3. Don’t ask their nationality, race, or religion.
Though this may seem obvious anymore, asking about such things is a direct violation of the federal Equal Opportunity Act. This act specifically states an employer cannot deny employment to any person due to gender, age, creed, race, or nationality.
Additionally, don’t ask questions that could make it look like you are discriminating against physical issues like age or disability. If you need to find out if a candidate is “of legal age to perform the job and physically capable of doing it,” ask them with that phrasing – be specific. When discussing such things, avoid doing anything that could “label” the candidate. This is the type of thing that could lead to discrimination litigation.
4. Don’t ask what their greatest weakness is.
This is one of those interview questions that has been around a long time. It’s become formulaic. Just use Google for a second and you can see all kinds of stock answers to this question. Anymore, all you are finding out is how experienced at interviewing a candidate.
This question just wastes time and doesn’t reveal anything helpful. Instead, ask questions relevant to the job at hand that speak to their ability to perform in the environment they would be placed in.
5. Don’t ask any “creative” logic questions.
This is one of those strange phenomenon that has crept up recently due to the success of certain internet startups that do things differently. Perhaps the most well-known example of a business using crazy interview techniques and questions is Google. They ask candidates crazy questions about aspects of American culture, give them logic tests, and other things completely unrelated to the job function they will be doing.
It might be tempting to look hip and implement interview techniques like this, but the bottom line is such tactics give you little to no information about a candidate’s viability in their new work environment. It ultimately wastes time and, unless you are one of the biggest companies in your industry like Google, it will ultimately drive off seriously minded professionals who are likely the very candidates you want to attract.
6. Don’t ask if they’ve been arrested.
There’s a very important legal distinction between an arrest and a conviction. As the law states, all individuals are innocent until proven guilty with a conviction. That means a person’s arrest record has no real bearing on their job status.
While it’s standard to include questions about felony convictions, the Equal Employment Opportunity Commission has made it clear that using any such conviction as basis to turn down an applicant protected by Title VII is considered discrimination.
To Sum it up…
The interview process should be straightforward and on the table.

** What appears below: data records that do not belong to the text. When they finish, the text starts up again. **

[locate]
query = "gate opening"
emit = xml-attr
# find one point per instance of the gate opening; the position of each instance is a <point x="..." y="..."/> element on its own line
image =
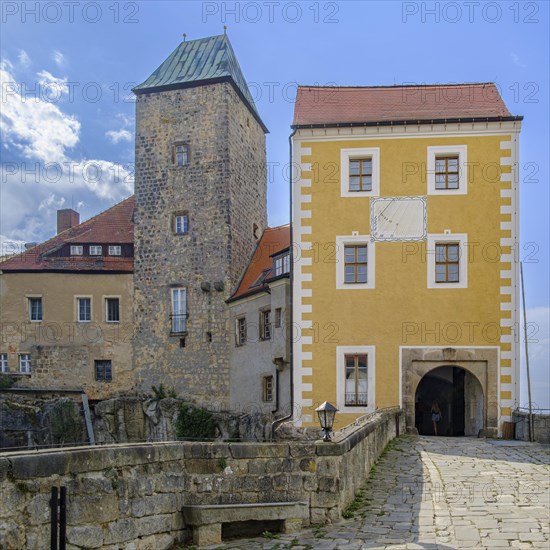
<point x="460" y="398"/>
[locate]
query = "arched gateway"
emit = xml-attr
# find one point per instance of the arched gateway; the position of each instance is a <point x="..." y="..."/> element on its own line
<point x="459" y="396"/>
<point x="464" y="381"/>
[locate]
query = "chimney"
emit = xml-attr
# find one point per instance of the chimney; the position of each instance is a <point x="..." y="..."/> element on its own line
<point x="66" y="219"/>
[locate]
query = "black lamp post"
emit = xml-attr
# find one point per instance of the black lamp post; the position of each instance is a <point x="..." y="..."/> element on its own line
<point x="326" y="413"/>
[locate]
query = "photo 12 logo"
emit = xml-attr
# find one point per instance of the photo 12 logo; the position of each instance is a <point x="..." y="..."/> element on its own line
<point x="469" y="12"/>
<point x="70" y="12"/>
<point x="270" y="12"/>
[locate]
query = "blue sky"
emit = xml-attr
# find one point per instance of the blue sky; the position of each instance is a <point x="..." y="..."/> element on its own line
<point x="67" y="72"/>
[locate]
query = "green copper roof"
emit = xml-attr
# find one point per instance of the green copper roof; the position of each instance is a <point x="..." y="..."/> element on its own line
<point x="198" y="62"/>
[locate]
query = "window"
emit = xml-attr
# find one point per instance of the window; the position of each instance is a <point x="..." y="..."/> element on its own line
<point x="355" y="262"/>
<point x="278" y="317"/>
<point x="355" y="259"/>
<point x="356" y="380"/>
<point x="35" y="309"/>
<point x="103" y="370"/>
<point x="360" y="174"/>
<point x="181" y="224"/>
<point x="447" y="262"/>
<point x="25" y="363"/>
<point x="267" y="388"/>
<point x="112" y="310"/>
<point x="282" y="264"/>
<point x="265" y="325"/>
<point x="179" y="310"/>
<point x="446" y="172"/>
<point x="241" y="331"/>
<point x="181" y="154"/>
<point x="4" y="362"/>
<point x="84" y="313"/>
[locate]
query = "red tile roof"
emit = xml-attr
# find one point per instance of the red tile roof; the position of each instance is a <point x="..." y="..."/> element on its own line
<point x="113" y="226"/>
<point x="273" y="240"/>
<point x="333" y="105"/>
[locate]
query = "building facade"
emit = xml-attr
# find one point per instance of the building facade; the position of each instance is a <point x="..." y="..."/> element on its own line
<point x="200" y="189"/>
<point x="405" y="216"/>
<point x="67" y="307"/>
<point x="260" y="314"/>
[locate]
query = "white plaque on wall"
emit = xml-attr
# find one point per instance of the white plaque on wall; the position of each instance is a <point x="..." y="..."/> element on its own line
<point x="398" y="219"/>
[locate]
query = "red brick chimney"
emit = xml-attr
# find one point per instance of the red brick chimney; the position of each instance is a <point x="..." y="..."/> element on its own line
<point x="66" y="219"/>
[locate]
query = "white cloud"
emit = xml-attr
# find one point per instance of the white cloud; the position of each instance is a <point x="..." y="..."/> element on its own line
<point x="119" y="135"/>
<point x="47" y="174"/>
<point x="59" y="59"/>
<point x="54" y="87"/>
<point x="516" y="60"/>
<point x="24" y="58"/>
<point x="37" y="128"/>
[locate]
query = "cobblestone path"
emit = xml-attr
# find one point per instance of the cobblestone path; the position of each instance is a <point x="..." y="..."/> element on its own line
<point x="440" y="493"/>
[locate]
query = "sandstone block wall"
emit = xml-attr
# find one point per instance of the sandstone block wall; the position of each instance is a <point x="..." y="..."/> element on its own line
<point x="223" y="191"/>
<point x="132" y="496"/>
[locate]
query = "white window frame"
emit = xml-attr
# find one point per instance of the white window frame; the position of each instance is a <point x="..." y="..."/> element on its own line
<point x="29" y="298"/>
<point x="105" y="302"/>
<point x="462" y="240"/>
<point x="354" y="240"/>
<point x="341" y="352"/>
<point x="444" y="150"/>
<point x="358" y="153"/>
<point x="25" y="365"/>
<point x="77" y="308"/>
<point x="4" y="363"/>
<point x="176" y="309"/>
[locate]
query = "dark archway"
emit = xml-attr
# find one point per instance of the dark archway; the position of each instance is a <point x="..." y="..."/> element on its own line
<point x="460" y="397"/>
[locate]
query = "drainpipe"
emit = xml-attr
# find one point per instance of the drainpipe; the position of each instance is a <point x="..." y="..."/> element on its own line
<point x="290" y="331"/>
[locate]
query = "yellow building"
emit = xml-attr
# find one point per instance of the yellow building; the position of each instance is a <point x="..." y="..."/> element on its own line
<point x="405" y="271"/>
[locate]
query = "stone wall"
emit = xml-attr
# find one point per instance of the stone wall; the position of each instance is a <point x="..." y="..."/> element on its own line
<point x="131" y="496"/>
<point x="223" y="191"/>
<point x="541" y="426"/>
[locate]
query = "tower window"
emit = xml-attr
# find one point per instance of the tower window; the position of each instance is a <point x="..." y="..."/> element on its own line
<point x="103" y="370"/>
<point x="267" y="388"/>
<point x="181" y="154"/>
<point x="181" y="224"/>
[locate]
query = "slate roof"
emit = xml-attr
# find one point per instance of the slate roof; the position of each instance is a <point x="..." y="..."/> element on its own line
<point x="259" y="272"/>
<point x="113" y="226"/>
<point x="198" y="62"/>
<point x="334" y="106"/>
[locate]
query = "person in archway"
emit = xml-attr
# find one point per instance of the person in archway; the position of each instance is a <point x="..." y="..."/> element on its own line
<point x="436" y="415"/>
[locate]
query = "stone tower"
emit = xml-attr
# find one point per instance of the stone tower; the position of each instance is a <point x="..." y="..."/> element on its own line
<point x="200" y="191"/>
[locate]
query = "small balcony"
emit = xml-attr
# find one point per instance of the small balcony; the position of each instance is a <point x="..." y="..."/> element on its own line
<point x="178" y="324"/>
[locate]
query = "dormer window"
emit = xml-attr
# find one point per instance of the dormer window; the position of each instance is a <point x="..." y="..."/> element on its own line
<point x="281" y="264"/>
<point x="181" y="154"/>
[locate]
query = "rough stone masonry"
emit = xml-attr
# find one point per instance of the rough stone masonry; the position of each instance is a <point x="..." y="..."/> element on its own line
<point x="222" y="189"/>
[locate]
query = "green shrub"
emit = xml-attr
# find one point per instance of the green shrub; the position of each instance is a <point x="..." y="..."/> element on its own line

You should focus on the job and its functions, and examine candidates based upon the type of addition they’d make to your professional team and skill set.
Evaluate candidates based upon how they present themselves – how they speak, their professional appearance, and their past experiences. Follow up on resumes to ensure candidates are honest before trusting them with a position on your team.
1. Don’t ask any questions that could be construed as “labeling” a candidate as this could easily be construed as discrimination.
2. Don’t ask needless questions that waste time and don’t give the proper insight you need into the candidate.